Keep them rough and lightweight — even use notebook paper. Each card can be easily re-created & replaced as they wear out.

1 Sheet Notebook Paper <= 24 Cards

1. Cut/tear a sheet of paper in half lengthwise, making 2 strips. (Or, just mark/fold in half for now; see Note below).
2. Fold a strip lengthwise, toward your dominant hand, but stop short of folding fully in half. Now you have 2 columns on 1 strip.
3. Write Terms on top (on narrow side); write Definitions beneath (on wide side).

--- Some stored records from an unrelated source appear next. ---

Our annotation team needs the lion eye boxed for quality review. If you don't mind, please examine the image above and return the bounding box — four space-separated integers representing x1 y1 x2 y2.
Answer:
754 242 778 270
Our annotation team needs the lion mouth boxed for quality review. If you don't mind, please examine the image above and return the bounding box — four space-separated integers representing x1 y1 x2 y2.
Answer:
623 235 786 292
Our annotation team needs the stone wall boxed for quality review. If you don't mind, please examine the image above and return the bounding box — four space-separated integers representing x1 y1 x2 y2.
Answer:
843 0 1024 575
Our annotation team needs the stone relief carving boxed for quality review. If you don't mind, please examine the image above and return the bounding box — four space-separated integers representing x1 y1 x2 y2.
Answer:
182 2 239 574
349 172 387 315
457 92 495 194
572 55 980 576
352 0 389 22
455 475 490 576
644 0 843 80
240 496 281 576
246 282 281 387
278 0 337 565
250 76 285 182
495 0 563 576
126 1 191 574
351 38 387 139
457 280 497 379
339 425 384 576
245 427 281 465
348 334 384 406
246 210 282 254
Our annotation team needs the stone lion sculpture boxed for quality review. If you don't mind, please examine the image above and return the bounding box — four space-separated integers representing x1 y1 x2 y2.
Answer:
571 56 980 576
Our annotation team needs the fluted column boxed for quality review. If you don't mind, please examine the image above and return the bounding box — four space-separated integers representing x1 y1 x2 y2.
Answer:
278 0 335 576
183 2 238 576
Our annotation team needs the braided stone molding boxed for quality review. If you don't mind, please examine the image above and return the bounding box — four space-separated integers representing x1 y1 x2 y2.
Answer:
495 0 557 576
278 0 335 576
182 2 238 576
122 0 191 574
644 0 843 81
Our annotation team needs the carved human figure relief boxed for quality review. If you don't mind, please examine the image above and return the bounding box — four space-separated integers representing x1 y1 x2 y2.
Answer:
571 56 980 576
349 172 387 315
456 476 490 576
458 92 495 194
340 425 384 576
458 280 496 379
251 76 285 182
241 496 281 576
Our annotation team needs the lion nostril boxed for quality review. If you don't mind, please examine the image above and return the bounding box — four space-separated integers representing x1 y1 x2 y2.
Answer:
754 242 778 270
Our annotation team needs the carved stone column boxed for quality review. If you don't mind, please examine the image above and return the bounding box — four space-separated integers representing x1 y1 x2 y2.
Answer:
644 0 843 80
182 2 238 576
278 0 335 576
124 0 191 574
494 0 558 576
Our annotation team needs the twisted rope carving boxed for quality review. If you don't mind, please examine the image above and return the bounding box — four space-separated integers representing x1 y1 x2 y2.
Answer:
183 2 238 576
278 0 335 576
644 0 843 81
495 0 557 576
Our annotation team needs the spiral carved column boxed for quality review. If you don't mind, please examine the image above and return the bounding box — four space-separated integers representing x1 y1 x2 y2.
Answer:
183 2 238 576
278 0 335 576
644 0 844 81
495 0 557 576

This way, they won't bleed through.
Optionally note a source/page ref with the Definition, or keep a separate Index where, for each day-number, sources are detailed.)

Note: You could do all the above before tearing a sheet from a notebook or binder:
if left-handed, write on the right-side/odd-numbered page in the open notebook; if right-handed, write on the left/even page.

At the outer edge of the Definition column (the part visible when strip is folded), make marks to show where to tear off the cards.
This mark can even be the Day Number: On a separate sheet or journal page, you can record sources and notes for the card set.
(If you're studying multiple different subjects in one day, using the same Day Number across all subjects should be sufficient.)

 (Diagram shows the fold direction for right-handed users.)

Drilling New Cards

Running or drilling flashcards really just means to sort them by familiarity. Draw your cards from an envelope, hat, or "bag."
(You can tell which is the Term side by feel: the Term side on top, and the long edge protruding toward your dominant-hand.)
Run the cards by tossing them into piles called "Know it" and "Don't know it".
To end the session, put away all of these cards into a special bag labeled "Daily", to test them again tomorrow.

4 Bags to Draw from: Day, Week, Month, Quarter

At the start of day, run the Daily cards*. Opening the bag begins the Session. As before, toss into piles "Know" and "Don't Know".
After running each card only once, put the Know Its away into a bag — you'll typically promote them to the "Weekly" bag.
But be very deliberate about whether to promote, or to return them to the same bag. "Weekly" cards are run at start-of-week.
So, if it's already the weekend, you may want to not promote them, and instead return them to the Daily bag.)

As for the Don't Knows, run them until you can correctly answer them all, as before, and them put them back in "Daily".
And whether it's a Weekly, Monthly, or Quarterly session, always send your Don't Know pile back to the Daily bag when finished.

*Run the Quarterly, Monthly, Weekly, & Daily (in that order!) at the very start of each respective period (some will coincide).
Know Its from the Monthly session are promoted to Quarterly, unless it's already in the last few weeks of the quarter.
Know Its from the Weekly session are promoted to Monthly, unless it's already the last week of the month.
You should be somewhat resistant about promoting the cards, because it means you should not see them again for a while.
(Also be resistant if the next greater cycle will be tested soon: You'll answer too easily, and be liable to promote them again.)